Memory Sketch #11
Friday, April 06, 2001
© LEONARD B. KLEIN
Walking to the corner of Bristol Street and Blake Avenue, I was bouncing around alongside my mother while Arnie, who was about two years old, was trailing behind. I was pleading with my mother to buy peanut butter, which had suddenly caught the attention of my taste buds as the most delicious thing imaginable. “Peanut Butter! Peanut Butter! Buy Peanut butter, Oh please.” I wasn’t sure she was listening to me because she was looking straight ahead and the grocery store was to the right. “Ma! Ma! Please buy some Peanut Butter,” I kept at her. She turned her head, looked down at me, and said, “OK, Now go get your peanut brother.”
I was dumbfounded. What was she talking about? Did she not understand that I wanted Peanut Butter? How could she think I was talking about my brother all this time. I didn’t think I could make myself clearer than I had already done, so what was I to do next? I looked up at her searching for some kind of answer, when she looked into the face of my painful confusion and smiled. “Go get your little brother, and we’ll go buy some Peanut Butter.” Her smile unraveled my confusion, and her words were words I was able to understand, so I bounced off to get Arnie. The first thing I said to him was, “Arnie! Do you want to get some Peanut Butter?” He looked at me and responded more to my excitement than to what I was saying. Running up to Mom he yelled, “Ma! Ma! I want Peanut Butter!” Mom was laughing, laughing at our little Peanut Butter song and dance, and said, “OK, OK, Don’t gang up on me.”

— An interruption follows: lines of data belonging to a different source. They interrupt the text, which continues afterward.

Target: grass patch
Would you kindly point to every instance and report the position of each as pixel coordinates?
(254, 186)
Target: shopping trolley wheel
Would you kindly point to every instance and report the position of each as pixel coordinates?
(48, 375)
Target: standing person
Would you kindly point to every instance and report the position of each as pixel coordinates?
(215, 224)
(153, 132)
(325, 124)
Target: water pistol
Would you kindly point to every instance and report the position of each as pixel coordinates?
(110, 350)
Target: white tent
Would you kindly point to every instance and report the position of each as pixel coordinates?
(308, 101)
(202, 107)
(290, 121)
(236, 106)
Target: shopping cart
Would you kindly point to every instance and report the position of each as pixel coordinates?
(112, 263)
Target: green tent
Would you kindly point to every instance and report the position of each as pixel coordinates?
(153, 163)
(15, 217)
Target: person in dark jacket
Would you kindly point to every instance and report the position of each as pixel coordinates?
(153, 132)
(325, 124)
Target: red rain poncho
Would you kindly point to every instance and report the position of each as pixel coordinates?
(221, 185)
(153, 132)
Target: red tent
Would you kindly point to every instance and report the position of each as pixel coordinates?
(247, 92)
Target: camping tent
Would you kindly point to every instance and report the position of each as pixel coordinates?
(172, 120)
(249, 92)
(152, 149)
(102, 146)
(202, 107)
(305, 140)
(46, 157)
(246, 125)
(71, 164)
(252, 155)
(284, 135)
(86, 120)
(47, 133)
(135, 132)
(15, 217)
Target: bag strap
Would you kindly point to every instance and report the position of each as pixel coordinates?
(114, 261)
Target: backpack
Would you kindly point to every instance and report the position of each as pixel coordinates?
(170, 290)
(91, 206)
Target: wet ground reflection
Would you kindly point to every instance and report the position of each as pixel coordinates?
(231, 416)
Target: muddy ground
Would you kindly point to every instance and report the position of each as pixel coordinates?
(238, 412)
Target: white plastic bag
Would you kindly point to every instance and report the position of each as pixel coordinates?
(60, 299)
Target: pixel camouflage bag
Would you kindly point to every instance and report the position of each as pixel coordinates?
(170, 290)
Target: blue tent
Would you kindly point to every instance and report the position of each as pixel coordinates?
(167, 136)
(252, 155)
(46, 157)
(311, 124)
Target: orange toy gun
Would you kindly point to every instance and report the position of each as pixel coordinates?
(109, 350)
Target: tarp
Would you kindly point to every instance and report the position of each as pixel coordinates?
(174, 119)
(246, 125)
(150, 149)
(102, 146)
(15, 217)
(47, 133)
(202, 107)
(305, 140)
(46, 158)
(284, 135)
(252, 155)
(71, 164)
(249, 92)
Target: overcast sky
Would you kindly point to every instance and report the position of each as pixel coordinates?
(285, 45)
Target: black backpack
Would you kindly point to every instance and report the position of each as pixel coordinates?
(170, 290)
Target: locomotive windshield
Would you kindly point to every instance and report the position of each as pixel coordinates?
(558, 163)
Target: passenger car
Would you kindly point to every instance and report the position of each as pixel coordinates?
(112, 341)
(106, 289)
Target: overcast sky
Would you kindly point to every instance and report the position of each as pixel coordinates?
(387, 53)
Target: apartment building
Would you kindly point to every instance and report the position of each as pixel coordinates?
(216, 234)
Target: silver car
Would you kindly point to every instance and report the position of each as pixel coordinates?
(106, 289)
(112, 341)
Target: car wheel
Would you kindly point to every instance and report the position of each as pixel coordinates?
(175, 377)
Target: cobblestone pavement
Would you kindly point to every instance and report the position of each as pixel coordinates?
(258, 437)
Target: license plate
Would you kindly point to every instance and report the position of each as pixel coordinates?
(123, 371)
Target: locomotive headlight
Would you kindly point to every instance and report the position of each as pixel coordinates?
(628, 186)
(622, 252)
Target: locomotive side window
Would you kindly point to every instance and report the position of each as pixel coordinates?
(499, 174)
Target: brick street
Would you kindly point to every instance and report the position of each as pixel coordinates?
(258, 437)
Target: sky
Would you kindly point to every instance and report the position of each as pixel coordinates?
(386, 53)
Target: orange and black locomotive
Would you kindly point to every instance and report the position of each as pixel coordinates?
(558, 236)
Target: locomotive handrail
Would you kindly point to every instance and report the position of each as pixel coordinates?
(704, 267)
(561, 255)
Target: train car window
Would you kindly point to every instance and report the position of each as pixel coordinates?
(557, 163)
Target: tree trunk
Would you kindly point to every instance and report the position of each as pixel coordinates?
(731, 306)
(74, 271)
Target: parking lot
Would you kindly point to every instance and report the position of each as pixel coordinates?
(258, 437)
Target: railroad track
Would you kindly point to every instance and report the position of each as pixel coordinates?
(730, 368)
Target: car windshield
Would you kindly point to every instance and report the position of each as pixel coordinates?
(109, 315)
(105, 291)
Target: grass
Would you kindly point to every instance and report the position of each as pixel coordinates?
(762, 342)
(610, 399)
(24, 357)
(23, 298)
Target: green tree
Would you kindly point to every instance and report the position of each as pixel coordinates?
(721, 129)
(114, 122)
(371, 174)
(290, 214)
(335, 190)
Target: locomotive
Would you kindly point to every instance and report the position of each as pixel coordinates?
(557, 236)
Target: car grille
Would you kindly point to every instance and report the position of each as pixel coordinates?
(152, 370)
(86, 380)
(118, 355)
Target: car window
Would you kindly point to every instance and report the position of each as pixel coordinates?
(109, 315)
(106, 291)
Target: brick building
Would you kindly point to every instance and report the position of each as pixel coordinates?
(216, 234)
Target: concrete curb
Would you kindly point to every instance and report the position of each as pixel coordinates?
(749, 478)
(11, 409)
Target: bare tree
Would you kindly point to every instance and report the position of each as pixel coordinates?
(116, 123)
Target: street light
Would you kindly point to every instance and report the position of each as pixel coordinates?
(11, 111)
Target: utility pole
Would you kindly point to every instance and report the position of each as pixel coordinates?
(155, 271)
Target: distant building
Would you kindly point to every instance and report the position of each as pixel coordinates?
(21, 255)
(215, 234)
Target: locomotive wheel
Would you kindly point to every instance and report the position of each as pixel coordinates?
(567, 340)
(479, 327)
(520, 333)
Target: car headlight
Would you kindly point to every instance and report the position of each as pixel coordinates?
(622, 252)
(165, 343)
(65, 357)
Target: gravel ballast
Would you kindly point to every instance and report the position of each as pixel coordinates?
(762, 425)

I won’t keep you in suspense any longer. We did actually get the Peanut Butter, and you know what? It was every bit as delicious as I had imagined, and we loved it. Peanut Butter on Silvercup white bread; what a treat for us. We lovingly ate round the soft crust first and slowly we ate our way into the center, very carefully. It was too good to rush.

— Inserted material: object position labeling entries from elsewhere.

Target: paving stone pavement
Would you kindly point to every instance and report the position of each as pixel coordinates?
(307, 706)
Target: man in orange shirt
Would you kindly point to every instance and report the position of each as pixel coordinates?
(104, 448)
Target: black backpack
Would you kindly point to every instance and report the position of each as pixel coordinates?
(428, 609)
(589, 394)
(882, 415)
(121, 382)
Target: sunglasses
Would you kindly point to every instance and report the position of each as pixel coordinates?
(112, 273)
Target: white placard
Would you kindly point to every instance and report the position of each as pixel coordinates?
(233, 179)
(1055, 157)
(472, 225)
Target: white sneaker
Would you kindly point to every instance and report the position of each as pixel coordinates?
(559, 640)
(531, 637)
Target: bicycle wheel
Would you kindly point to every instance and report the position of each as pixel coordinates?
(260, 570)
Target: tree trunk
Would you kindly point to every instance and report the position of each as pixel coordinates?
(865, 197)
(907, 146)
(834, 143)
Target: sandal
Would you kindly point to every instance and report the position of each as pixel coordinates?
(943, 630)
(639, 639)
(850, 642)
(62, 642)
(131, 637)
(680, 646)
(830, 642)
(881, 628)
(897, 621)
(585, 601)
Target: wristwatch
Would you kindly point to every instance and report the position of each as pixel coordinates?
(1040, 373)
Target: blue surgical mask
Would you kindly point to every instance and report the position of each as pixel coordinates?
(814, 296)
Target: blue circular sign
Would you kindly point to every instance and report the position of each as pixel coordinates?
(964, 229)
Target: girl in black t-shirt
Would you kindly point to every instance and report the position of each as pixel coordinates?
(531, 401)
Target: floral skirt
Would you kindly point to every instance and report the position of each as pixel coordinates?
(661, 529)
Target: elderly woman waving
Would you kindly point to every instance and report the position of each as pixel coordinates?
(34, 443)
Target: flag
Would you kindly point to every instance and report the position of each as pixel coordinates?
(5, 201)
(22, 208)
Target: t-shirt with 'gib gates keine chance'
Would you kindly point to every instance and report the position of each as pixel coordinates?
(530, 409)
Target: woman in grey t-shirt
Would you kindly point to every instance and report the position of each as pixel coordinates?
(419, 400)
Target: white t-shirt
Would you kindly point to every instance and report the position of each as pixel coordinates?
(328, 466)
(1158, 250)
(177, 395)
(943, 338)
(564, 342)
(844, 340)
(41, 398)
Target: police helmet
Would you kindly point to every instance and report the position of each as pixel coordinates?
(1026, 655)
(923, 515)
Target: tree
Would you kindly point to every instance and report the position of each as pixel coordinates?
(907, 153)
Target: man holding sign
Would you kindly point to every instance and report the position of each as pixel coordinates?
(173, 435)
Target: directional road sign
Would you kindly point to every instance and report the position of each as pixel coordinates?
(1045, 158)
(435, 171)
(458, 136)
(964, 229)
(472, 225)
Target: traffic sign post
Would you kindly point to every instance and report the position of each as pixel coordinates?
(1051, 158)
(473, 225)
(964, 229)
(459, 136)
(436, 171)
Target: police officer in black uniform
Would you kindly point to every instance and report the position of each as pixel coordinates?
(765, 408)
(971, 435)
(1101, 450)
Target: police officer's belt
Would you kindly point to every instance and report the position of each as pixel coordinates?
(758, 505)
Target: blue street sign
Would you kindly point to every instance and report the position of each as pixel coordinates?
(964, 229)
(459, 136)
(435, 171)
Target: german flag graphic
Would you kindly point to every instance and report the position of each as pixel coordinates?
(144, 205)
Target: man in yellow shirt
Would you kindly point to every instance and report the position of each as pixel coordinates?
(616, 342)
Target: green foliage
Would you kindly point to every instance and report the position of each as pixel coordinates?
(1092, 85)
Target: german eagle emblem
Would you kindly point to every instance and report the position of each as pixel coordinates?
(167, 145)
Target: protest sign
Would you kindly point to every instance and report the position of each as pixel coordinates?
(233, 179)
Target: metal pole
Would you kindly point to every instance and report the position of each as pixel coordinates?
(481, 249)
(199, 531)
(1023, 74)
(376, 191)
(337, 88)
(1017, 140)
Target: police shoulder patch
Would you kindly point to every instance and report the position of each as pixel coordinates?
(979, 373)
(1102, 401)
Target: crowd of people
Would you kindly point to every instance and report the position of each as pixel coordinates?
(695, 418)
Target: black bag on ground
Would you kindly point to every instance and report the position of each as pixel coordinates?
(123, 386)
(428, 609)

Makes me wonder that this Peanut Butter memory should still be in my head, but there it is, right along with hot dogs and mustard, French fries and ketchup, hot corn and butter. Since we never put jam or jelly on our Peanut Butter when we were young, I can’t report it as ‘peanut butter and jelly.’ We just had it on white bread, sometimes in a sandwich and sometimes on one slice.
The white bread, Silvercup or Wonderbread, was great because when it was really fresh you could pull out the center of a slice and roll it around in the palms of your hands until a sort of bread marble was produced, or by rolling it back and forth, you could make a bread stick of dough that was still sort of white. The self-rolled bread sticks were excellent for dipping in hot soup. Most of the time we ate the bread we rolled, but sometimes, you know, when the spirit grabbed us, Arnie and I just had to throw it at each other and laugh our heads off until we got yelled at.
I note that white bread is no longer something that I eat, but occasionally on a cold day in Winter, before going to my Wednesday afternoon Psychoanalytic Study Group, I’ll go into Hot & Crusty on 88th and Broadway, and have a container of hot soup and a fresh bagel. The unbuttered bagel I tear apart and dip the pieces into the soup, and the feeling that comes over me I know I’ve had many times before when soup was still new and I was just a kid.